Страница 107 из 109
Она тихо поцеловала мужа в губы. А когда отстранилась, в его глазах уже не было улыбки. Они так долго оставались вместе. Видели друг друга такими разными. Элви чувствовала, что снова меняется. Что наступает новая пора жизни. Значит, побоку все объяснения, будто она здесь только из страха перед властями. Власть рухнула. Она здесь потому, что так решила.
– Прости, – сказала она. – Знаю, ты надеялся деликатно уйти в отставку и получить где-нибудь землицы на нас двоих.
– Да хоть на одного, – сказал он. – Я не жадный.
– Этого не будет. Прости.
Фаиз вздохнул, поджал под себя ноги.
– Нет – значит, нет. Ты-то у меня остаешься?
– Всегда.
– И хватит с меня, – сказал он и похлопал по матрасу рядом с собой.
– Мне надо идти.
– Нет ли здесь противоречия?
– После работы я вернусь.
– Это ты сейчас так говоришь, но я же тебя знаю. Ты найдешь что-то интересное и застрянешь там до полуночи, а пока доберешься домой, снова пора будет уходить.
– Наверное, ты прав.
– Вот почему ты всем нужна, – вздохнул Фаиз. – И мне нужна. Когда вернешься, я буду здесь.
– Спасибо, – сказала она.
– А жаль, что нельзя нам с тобой сбежать.
– Может, в следующей жизни.
Вселенная всегда оказывается удивительнее, чем вы думали. И не важно, насколько свободна ваша фантазия, как цинично, восторженно или открыто воображение, какой вы методичный или шальной исследователь. Вселенная все равно найдет, чем удивить. Ни одна мечта, ни одна фантазия, самая чудесная и невероятная, не дотягивает до правды.

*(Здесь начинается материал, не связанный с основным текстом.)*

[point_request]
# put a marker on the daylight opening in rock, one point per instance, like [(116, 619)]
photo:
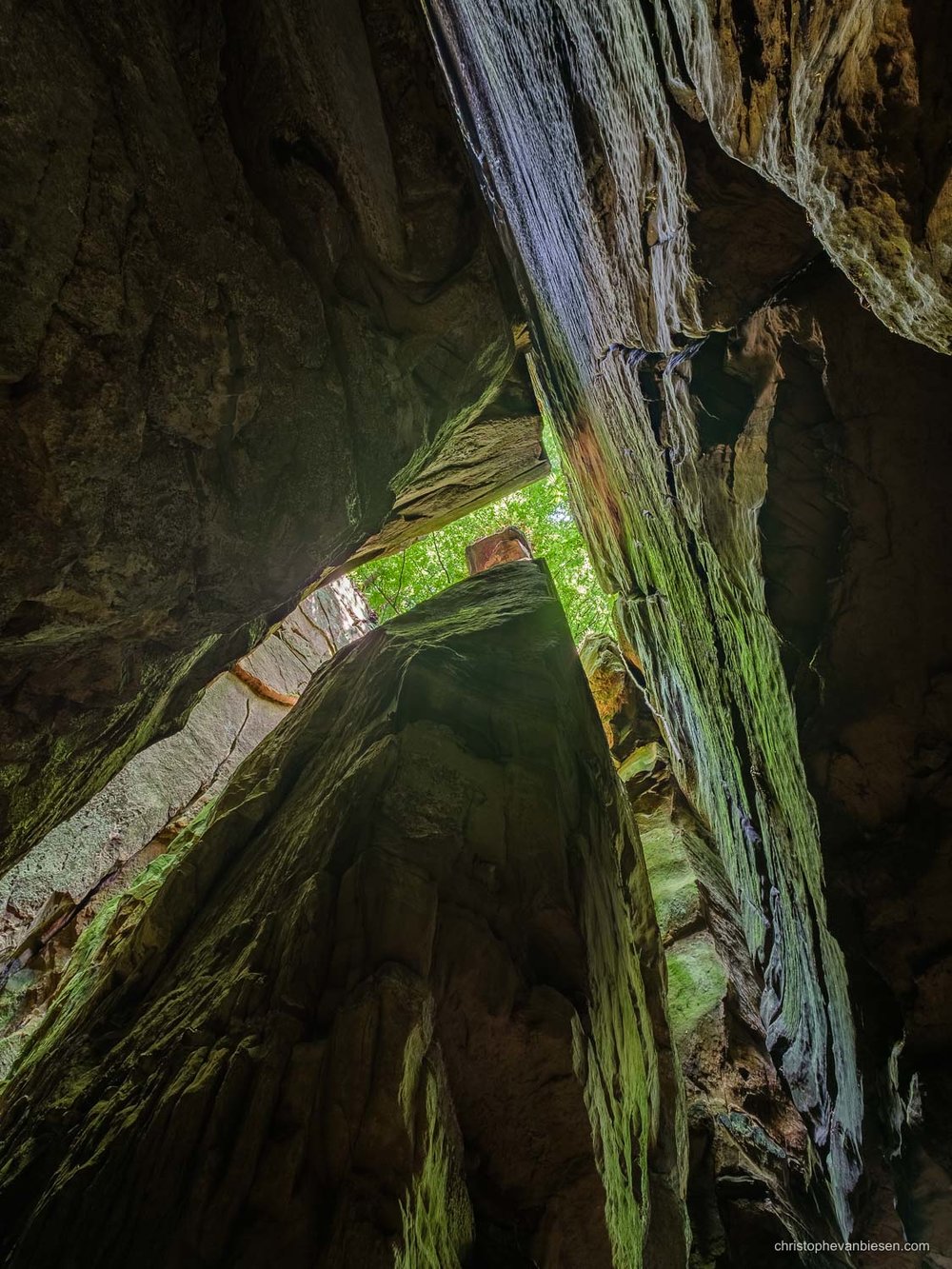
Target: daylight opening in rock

Элви родилась в системе с одной звездой и горсткой планет. Экзобиологию она изучала, когда эта наука была еще чисто теоретической. Свежеиспеченным доктором она мечтала только о том, как бы получить место в марсианской лаборатории и – вершина безрассудных надежд – может быть, найти доказательство независимого развития жизни на Марсе. Более потрясающего и важного открытия она вообразить не могла. Она вошла бы в историю науки как женщина, обнаружившая жизнь вне Земли.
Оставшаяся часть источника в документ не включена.